A version of this article first appeared in the CNBC Property Play newsletter with Diana Olick. Property Play covers new and evolving opportunities for the real estate investor, from individuals to venture capitalists, private equity funds, family offices, institutional investors and large public companies. Sign up to receive future editions, straight to your inbox.
Fundrise, a Washington, D.C.-based online investment platform that prides itself on opening up investment in private real estate companies, real estate assets and private technology companies to the average individual, is now setting its sights on artificial intelligence.
Fundrise is launching RealAI, a new AI platform that changes how single- and multifamily real estate professionals and individual investors find and use data. It gives users instant access to high-level market intelligence, ranging from neighborhood income and migration trends to multifamily comps and average rents — right down to each individual property.
Fundrise’s co-founder and CEO, Ben Miller, says it goes far beyond what more generalized AI, like ChatGPT, can offer. The tool is launching with residential data, but Miller said he expects to expand to other commercial real estate sectors within six months.
“It does the work of a real estate analyst, and it’s for anyone,” Miller told Property Play. “We went out and built a database of, now, 3.5 trillion data points of all the real estate knowledge you want. That’s every property in America.”
RealAI is free to users for the first dozen uses and then charges a monthly rate of $69 for a standard plan.
Fundrise culls its data from both public records and private databases. It also includes information on the people living and working in the properties, like their education level, credit scores and income. It gets some of that from social media.
By using these extremely comprehensive, proprietary real estate datasets, it can compare markets, evaluate any property and model returns. Miller ran a simulation for Property Play to demonstrate how it works.
“You’ll be able to actually know what is the best property to buy based on all the factors you give it,” Miller said. “This is the type of stuff that I’ve talked to some of the big asset managers [about] — Blackstone, [TPG Angelo Gordon], some of them have dedicated machine learning teams. Most people do not.”
The real estate industry has always been notoriously slow to modernize, but major players are starting to tout the game-changing impact of AI. JLL has several AI platforms for property analysis and portfolio management in multiple real estate sectors, but those tools are only available to its employees and clients.
In a recent Property Play podcast, Barry Sternlicht, chairman and CEO of Starwood Capital Group, said AI would change the world faster than the industrial revolution.
“That is terrifying to me. I’m not so complacent, and I look at my companies and how we spend money, and what I can do with AI agents that I do with humans today,” said Sternlicht, speaking about his hotel businesses. “I think we have to let people go, right? … Jobs of 15 people can be done with a chatbot that costs me $36 a month.”
Miller said he has been on a mission to democratize investing since starting Fundrise in 2012. It started as a crowdfunding platform for real estate but quickly evolved into a fund structure, the first non-traded public venture fund.

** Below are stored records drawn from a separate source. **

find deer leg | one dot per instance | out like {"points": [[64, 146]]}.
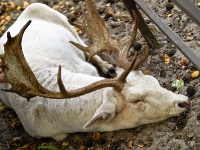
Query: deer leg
{"points": [[107, 69]]}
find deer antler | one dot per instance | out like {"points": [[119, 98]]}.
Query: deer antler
{"points": [[96, 31], [20, 76]]}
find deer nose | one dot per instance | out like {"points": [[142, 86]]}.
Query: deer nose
{"points": [[184, 104]]}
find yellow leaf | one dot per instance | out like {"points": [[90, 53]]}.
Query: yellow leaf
{"points": [[195, 74], [146, 71], [19, 7], [169, 15], [96, 136], [183, 61], [166, 59], [108, 5], [82, 148]]}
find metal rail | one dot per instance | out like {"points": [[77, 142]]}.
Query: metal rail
{"points": [[189, 8], [180, 44]]}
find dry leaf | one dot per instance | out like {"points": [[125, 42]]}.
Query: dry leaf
{"points": [[7, 18], [189, 38], [195, 74], [166, 59], [72, 8], [19, 7], [146, 71], [183, 61], [169, 15], [25, 4], [130, 144], [140, 145], [2, 108], [109, 11], [96, 135]]}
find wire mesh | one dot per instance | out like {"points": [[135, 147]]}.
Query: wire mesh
{"points": [[4, 145]]}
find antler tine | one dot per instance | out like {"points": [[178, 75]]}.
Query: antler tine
{"points": [[24, 83], [122, 55], [96, 31], [141, 60]]}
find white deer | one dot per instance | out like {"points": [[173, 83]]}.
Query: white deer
{"points": [[104, 105]]}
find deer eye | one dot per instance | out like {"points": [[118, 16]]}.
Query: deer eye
{"points": [[135, 101]]}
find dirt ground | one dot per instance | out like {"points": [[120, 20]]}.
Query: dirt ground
{"points": [[176, 133]]}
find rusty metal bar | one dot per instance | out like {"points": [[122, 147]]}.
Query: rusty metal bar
{"points": [[180, 44], [190, 9]]}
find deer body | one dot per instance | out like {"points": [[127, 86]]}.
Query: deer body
{"points": [[46, 45]]}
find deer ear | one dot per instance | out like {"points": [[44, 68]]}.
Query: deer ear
{"points": [[103, 115], [98, 120]]}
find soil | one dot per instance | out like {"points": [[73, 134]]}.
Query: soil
{"points": [[182, 132]]}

Fundrise now has $3 billion in assets under management in funds for both commercial real estate and technology, and, according to Miller, over 2 million investors. The investment minimum is just $10.
By using technology to pool capital and offer low minimum investments, Fundrise has opened up access to asset classes that were traditionally limited to wealthy individuals and institutions. Its tech venture fund includes investments in private companies like OpenAI, Databricks and Anthropic.

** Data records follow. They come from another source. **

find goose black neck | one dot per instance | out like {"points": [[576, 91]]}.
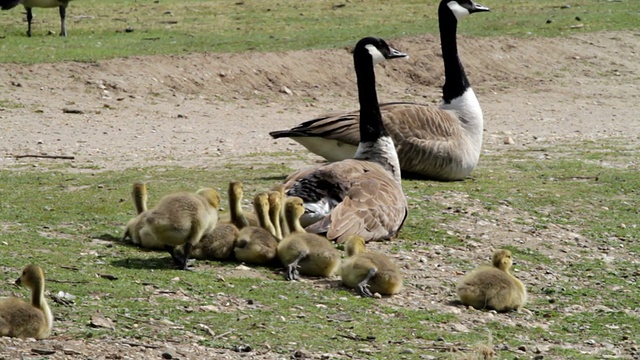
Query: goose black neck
{"points": [[456, 82], [371, 126]]}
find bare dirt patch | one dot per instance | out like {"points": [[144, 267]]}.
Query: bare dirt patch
{"points": [[203, 109]]}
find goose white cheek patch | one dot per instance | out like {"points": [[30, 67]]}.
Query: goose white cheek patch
{"points": [[375, 54], [458, 11]]}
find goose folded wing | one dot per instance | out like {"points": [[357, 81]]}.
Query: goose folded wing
{"points": [[374, 208]]}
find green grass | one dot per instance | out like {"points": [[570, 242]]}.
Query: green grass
{"points": [[97, 29], [69, 223]]}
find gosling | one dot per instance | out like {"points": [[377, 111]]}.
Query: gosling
{"points": [[493, 287], [305, 253], [237, 216], [182, 219], [135, 229], [369, 272], [27, 320]]}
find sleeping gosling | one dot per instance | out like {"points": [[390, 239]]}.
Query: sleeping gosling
{"points": [[182, 219], [493, 287], [21, 319], [305, 253], [369, 272]]}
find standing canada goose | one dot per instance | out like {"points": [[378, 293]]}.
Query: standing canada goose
{"points": [[236, 215], [437, 143], [305, 253], [29, 4], [21, 319], [257, 244], [183, 218], [362, 195], [135, 229], [369, 272], [493, 287]]}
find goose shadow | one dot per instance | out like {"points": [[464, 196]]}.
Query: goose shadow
{"points": [[163, 263]]}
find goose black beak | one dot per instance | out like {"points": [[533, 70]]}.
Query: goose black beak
{"points": [[475, 7], [396, 54]]}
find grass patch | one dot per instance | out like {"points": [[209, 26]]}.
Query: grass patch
{"points": [[69, 223], [108, 29]]}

Miller, whose father was a major real estate developer in the D.C. area, says he has always wanted to be a “traitor to my class.”
“My dream is to get wealthy by tearing down the incumbents, and so technology is the best way to disrupt the status quo. We’ve been leveraging technology year after year, doing new things that hopefully change the way things are done,” he said.
Miller admits that AI will cause job losses in all sectors of commercial real estate. He said he has not let people go at Fundrise, but he has stopped hiring.
“This is what technology has been doing so far in America the last 20 years. It makes the rich richer, and it has a negative impact on the normal worker,” Miller said. “This is going to happen. I just want it to be available to everybody, not just the biggest institutions. I think that would be a bad outcome for society.”